While clearly well-intended, the requirements of open meetings are ironically driving serious discussions further underground. On federal advisory committees created to address national crises such as the 2010 Gulf of Mexico oil spill or the 2008 financial crisis, for example, no more than two members could discuss substantive issues without advertising the meeting in the Federal Register and allowing the public to listen in. The result of such rules is not transparency but either a cumbersome sequence of two-person conversations, larger “informal” conversations that skirt the law or the avoidance of controversial issues.

In 2011 in Washington state, a redistricting commission was almost undone by a requirement that prevented more than two of the four members from meeting in private. Commission member Slade Gorton, a former U.S. senator, explained, “It was simply impossible to even begin to explore trade-offs or design a strategy with all the interests listening in.” After a few meetings that were reduced to posturing, they split the commission into two groups of two and divided up the work in order to grapple with the tough issues through informal discussions. Not even the Federal Reserve is immune; a recent study of its meeting minutes appears to indicate that even publishing these documents — weeks after the fact — has dampened discussion.

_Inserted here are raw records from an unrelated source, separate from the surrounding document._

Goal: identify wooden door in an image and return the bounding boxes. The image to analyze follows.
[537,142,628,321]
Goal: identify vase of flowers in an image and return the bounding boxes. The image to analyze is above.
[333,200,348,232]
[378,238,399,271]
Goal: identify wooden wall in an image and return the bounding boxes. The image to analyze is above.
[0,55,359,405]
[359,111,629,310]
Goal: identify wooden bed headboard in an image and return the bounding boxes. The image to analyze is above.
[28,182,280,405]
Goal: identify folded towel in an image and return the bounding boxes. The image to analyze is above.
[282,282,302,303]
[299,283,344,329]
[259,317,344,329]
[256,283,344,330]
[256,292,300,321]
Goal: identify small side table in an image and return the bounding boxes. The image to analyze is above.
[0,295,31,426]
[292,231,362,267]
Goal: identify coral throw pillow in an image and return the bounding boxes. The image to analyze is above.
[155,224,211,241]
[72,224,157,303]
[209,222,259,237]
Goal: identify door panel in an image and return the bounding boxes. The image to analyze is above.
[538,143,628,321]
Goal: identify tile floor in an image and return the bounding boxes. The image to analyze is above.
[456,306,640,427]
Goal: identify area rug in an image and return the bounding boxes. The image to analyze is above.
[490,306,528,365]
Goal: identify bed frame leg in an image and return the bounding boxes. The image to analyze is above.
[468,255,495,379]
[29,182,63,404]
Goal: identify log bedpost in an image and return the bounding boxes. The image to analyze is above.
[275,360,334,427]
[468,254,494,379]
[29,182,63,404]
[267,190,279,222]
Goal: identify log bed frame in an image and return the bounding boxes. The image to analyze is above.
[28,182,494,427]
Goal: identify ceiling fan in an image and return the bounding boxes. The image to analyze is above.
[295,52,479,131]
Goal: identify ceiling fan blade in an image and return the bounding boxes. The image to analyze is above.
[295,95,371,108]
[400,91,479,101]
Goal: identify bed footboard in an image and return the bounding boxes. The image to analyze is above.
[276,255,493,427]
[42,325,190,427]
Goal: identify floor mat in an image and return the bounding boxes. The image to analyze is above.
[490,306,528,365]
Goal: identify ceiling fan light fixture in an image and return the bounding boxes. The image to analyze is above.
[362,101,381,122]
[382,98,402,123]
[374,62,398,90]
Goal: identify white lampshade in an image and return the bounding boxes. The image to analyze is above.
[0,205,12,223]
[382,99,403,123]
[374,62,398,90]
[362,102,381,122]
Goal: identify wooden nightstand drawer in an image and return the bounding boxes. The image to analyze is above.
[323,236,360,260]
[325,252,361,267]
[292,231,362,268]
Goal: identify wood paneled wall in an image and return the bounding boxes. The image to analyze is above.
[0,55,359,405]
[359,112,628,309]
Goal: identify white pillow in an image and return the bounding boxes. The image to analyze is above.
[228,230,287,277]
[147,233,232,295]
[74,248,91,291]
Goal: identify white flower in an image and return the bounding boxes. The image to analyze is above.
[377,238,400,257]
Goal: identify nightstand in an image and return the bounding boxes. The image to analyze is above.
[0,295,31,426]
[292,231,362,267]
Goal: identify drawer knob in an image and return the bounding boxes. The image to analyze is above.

Moreover, transparency rules are rarely used by John and Jane Q. Public. They are now part of the standard tool kit of highly organized special interests and activists on the left and right. The great challenge in Congress today is finding leaders with the courage to balance the desires of narrow interests with the broader national interest. It is a lot tougher to summon the courage to explore bipartisan collaboration with one’s most intense constituents always peering over one’s shoulder, intent on punishing any violations of orthodoxy.

Most discouraging, the pursuit of ever-increasing transparency has not coincided with increased confidence in our government. A USA Today/Bipartisan Policy Center poll last year found that 77 percent of the public believed that it could trust the government in Washington to do what is right “only some of the time” or “none of the time” — an extraordinary indictment of a broken political system.

So what do we do to fix this? Start by giving federal employees the confidence that they can raise challenging questions and doubts at the early stages of a policy discussion without having to fear being humiliated down the road. Allow all manner of commissions and advisory bodies to conduct some deliberattions in private. Finally, we should urge Congress to restore the ability of committees to meet with some regularity behind closed doors, in a bipartisan manner, with the cameras turned off. Let them have some time when they can talk to each other — not a nationwide audience.

In general, we need to recognize that there is a healthy midpoint between engaging in massive coverups and publishing the text messages of Cabinet officials. Four decades after Watergate, we need to find it.